One foot in the closet himself, Scott, who claims he's bisexual, meets the star backstage after one of his lavish shows. Spellbound by the entertainer's extravagant lifestyle and frank confidence, Scott dares to believe that he will be different than all those young men who preceded him.

Which, for a while, Scott is. Like many famously wealthy people, Liberace is constantly afraid of being used. Indeed, his manager (brilliantly played by Dan Aykroyd) and his mother (ditto Debbie Reynolds) view him more as a business interest than a person.

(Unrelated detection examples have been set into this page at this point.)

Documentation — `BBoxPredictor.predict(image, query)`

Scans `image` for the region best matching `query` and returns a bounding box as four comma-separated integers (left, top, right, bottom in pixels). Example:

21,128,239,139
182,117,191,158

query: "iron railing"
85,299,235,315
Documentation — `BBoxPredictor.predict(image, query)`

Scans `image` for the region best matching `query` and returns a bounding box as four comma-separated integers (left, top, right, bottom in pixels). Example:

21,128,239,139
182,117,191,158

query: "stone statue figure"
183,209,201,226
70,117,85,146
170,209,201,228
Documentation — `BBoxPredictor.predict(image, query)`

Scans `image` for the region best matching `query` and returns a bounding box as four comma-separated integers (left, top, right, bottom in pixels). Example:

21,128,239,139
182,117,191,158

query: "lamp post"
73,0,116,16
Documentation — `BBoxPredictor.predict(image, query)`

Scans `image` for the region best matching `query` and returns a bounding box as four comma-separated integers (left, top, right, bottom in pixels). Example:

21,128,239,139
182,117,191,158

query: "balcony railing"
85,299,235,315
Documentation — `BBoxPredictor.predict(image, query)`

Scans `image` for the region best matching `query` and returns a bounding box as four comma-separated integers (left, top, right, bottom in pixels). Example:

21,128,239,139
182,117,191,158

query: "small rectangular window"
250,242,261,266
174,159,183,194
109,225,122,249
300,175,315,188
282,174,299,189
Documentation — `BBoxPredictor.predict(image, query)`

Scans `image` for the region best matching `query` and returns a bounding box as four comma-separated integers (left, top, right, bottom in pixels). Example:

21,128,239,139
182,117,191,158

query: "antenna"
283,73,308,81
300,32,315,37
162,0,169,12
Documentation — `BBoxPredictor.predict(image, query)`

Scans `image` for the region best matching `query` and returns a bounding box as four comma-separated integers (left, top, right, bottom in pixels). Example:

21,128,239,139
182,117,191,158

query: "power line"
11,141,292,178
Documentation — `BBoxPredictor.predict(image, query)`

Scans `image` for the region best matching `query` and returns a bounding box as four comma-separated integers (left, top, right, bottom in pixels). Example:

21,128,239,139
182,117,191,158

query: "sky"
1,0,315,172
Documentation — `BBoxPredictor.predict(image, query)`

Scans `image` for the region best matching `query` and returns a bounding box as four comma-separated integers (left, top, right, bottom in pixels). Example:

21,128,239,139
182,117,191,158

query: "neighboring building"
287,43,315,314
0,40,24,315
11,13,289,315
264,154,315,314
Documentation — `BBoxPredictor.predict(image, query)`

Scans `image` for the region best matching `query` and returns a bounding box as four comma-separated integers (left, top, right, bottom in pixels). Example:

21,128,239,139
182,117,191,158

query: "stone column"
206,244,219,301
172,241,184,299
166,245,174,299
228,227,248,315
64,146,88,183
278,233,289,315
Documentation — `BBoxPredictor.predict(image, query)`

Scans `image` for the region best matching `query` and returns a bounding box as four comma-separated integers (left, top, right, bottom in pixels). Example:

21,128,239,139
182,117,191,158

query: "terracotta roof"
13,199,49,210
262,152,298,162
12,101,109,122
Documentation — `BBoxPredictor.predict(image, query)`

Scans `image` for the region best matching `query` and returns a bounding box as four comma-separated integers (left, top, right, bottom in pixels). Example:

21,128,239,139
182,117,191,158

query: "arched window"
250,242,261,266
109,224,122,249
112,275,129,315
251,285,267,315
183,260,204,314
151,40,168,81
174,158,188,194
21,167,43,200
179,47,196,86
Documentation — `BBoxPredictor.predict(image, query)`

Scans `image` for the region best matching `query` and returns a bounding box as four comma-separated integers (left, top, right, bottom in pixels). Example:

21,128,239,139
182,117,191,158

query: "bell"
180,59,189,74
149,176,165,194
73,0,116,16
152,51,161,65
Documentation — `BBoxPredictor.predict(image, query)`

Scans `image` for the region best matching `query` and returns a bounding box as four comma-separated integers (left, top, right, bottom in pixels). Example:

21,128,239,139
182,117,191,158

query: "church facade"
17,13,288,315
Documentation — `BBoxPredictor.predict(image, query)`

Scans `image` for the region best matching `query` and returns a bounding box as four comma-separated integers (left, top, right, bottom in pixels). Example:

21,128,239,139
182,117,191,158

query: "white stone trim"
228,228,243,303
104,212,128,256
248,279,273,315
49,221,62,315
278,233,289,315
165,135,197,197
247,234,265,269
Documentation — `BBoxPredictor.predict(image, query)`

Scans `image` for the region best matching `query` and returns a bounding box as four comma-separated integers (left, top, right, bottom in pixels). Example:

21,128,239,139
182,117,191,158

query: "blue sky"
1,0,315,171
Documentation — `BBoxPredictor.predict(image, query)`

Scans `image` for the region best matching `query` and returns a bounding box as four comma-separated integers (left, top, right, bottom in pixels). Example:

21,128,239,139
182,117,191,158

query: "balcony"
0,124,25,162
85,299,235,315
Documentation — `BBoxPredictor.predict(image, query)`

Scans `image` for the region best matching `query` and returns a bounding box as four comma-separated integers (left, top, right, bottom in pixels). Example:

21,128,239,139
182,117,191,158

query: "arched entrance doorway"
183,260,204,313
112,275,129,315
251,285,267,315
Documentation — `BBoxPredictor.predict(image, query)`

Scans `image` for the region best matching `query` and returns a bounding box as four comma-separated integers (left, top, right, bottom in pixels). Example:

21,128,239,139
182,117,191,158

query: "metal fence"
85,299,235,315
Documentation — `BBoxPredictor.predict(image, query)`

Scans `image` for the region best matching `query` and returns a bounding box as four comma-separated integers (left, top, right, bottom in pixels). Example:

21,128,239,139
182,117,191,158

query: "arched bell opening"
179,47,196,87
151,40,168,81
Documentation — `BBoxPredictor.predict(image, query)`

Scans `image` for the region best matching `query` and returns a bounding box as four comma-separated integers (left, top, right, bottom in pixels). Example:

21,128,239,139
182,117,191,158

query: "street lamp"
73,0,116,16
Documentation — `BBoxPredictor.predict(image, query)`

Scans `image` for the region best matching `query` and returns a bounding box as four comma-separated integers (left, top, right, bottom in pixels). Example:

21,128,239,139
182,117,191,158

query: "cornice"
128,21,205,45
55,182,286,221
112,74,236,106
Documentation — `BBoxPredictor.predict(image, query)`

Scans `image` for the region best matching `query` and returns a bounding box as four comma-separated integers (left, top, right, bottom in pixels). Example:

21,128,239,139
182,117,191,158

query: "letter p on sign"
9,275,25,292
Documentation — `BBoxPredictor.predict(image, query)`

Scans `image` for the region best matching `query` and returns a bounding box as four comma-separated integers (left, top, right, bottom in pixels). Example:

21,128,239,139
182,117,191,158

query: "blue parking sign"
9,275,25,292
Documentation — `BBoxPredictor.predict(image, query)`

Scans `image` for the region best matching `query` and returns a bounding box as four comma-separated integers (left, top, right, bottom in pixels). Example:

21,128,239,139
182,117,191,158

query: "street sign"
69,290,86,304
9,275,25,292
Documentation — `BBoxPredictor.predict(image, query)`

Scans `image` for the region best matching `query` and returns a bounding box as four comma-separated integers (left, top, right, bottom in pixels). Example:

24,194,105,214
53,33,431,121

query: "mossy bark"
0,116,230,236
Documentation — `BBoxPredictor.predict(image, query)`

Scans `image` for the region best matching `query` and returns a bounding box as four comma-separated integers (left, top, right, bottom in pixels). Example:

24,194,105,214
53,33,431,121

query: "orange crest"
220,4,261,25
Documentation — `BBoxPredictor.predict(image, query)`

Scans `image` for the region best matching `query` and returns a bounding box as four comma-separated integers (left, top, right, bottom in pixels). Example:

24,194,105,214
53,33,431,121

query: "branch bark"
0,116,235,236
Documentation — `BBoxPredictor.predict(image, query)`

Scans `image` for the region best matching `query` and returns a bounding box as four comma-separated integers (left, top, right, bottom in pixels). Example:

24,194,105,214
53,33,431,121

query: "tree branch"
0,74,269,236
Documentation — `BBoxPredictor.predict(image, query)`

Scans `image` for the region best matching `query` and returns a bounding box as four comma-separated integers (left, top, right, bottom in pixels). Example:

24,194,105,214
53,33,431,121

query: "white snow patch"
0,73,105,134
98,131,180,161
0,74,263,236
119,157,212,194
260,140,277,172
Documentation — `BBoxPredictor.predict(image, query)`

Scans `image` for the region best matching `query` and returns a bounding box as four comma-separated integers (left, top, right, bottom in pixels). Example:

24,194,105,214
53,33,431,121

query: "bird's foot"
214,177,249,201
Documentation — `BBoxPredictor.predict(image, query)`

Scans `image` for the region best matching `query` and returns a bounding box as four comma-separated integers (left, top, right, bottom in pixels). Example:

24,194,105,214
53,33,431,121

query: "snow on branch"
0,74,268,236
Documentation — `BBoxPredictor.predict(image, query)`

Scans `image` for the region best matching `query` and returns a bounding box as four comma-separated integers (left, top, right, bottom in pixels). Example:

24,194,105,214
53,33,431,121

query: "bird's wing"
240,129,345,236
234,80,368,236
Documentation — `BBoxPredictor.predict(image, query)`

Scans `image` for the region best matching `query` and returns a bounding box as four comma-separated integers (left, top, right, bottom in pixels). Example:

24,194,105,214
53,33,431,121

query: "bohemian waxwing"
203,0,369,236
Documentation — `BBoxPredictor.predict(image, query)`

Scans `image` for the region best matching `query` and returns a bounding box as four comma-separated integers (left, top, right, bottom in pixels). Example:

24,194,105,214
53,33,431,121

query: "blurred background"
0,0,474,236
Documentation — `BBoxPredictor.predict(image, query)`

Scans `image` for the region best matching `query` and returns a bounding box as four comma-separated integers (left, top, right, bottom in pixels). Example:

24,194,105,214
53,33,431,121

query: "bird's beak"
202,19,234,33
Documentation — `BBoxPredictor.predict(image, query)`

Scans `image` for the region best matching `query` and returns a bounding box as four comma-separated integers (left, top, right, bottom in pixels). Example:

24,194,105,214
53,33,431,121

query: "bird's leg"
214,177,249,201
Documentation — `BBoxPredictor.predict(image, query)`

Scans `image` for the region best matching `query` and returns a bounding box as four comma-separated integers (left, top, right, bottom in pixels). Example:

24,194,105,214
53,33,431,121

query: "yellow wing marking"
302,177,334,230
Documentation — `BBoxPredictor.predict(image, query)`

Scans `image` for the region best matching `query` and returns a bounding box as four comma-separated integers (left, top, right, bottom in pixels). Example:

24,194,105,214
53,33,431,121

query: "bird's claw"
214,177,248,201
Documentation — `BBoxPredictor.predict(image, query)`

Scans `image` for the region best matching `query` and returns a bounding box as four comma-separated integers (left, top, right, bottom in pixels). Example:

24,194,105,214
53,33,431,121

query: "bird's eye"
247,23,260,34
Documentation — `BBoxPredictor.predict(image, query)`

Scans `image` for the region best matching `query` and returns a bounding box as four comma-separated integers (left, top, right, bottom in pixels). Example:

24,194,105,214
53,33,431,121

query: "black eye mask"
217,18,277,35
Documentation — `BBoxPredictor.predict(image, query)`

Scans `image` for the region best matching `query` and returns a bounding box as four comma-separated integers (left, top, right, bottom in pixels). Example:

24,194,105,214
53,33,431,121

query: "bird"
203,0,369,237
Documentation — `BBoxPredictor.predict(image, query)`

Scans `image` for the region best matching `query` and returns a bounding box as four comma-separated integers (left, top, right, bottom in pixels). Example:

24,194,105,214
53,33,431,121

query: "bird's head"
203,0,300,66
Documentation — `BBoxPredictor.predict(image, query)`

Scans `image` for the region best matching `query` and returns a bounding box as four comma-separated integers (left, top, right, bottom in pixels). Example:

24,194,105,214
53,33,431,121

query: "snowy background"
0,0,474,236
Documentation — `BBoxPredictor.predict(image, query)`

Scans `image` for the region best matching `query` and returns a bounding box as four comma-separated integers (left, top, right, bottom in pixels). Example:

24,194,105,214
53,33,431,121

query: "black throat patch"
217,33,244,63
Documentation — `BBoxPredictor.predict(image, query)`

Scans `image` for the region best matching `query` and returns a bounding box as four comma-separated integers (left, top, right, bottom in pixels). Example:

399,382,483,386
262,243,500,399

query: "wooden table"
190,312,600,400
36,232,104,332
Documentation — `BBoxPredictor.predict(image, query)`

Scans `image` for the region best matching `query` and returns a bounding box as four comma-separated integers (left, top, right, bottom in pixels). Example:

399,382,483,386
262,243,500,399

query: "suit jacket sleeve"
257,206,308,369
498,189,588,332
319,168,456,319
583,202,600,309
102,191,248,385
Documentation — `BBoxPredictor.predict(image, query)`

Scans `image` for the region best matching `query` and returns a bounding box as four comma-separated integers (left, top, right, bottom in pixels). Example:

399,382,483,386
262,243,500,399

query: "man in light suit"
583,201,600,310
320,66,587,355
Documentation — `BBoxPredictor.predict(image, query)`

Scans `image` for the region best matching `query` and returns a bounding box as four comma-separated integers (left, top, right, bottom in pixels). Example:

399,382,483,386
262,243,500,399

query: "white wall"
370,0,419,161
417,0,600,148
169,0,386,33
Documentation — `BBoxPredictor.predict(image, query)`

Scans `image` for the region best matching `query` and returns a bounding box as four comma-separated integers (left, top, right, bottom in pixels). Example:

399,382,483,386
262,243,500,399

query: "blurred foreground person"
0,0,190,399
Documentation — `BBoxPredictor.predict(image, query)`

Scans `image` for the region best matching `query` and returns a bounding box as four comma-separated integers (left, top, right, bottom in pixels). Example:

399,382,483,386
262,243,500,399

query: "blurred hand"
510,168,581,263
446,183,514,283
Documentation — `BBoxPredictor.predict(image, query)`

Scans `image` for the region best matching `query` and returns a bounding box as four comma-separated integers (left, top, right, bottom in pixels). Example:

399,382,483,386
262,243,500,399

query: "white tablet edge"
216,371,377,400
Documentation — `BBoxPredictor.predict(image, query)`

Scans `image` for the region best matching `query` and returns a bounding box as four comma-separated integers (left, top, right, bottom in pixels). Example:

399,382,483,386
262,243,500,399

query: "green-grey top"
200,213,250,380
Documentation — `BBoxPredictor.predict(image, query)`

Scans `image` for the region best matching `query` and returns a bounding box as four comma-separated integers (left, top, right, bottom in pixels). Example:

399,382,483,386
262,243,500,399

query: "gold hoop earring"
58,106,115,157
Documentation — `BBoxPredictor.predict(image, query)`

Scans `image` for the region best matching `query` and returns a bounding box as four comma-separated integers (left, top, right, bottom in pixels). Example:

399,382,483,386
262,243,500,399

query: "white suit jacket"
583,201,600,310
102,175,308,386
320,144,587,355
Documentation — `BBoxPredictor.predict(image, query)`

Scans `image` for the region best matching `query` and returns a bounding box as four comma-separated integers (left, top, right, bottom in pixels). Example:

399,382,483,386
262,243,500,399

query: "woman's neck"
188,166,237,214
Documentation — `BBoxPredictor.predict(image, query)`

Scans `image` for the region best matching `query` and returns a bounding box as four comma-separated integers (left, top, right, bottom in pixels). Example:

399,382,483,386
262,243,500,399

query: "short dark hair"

But in Scott, he sees someone he can take care of and trust. The depiction of two lonely men circling each other warily but with heartbreaking hope provides the film's most powerful moments. And for a moment, it seems that love might just conquer all.

But dysfunction is a tough old queen herself, and in the end, she triumphs. Desperately afraid of aging, Lee gets another face-lift (by a plastic surgeon hilariously overplayed by Rob Lowe) and insists Scott be remodeled to resemble the artist as a young man.

Scott, already unhappy with the confines of their life — they can go nowhere in public — but panicked at the idea of losing it, agrees. During the process, he gets hooked on pills and cocaine and is soon pacing in his cage while Lee watches porn and sates his sexual appetite elsewhere.

Although not quite the high-wire act of depicting Liberace, Damon does a remarkable job with Scott. He deftly captures the quicksilver shifts in motive and desire that underlie any relationship and evokes a drug-fueled breakdown in all its jaw-clenching horror.


"Behind the Candelabra" is not the story of Liberace's life. Soderbergh is clearly captivated, as are we all, by the rot underlying the glitz, but even with Douglas' nuanced performance, the film simplifies too many things.

Some of the time spent chronicling Scott in his white thong or Lee petting his lap dogs might have been used to better flesh out the man who worked two shows a night and three on Sunday. The man who held his own against Johnny Carson and Jack Benny, and who discovered, as he died along with so many men during the AIDS epidemic, that no amount of marble and silk turns a closet into a fortress.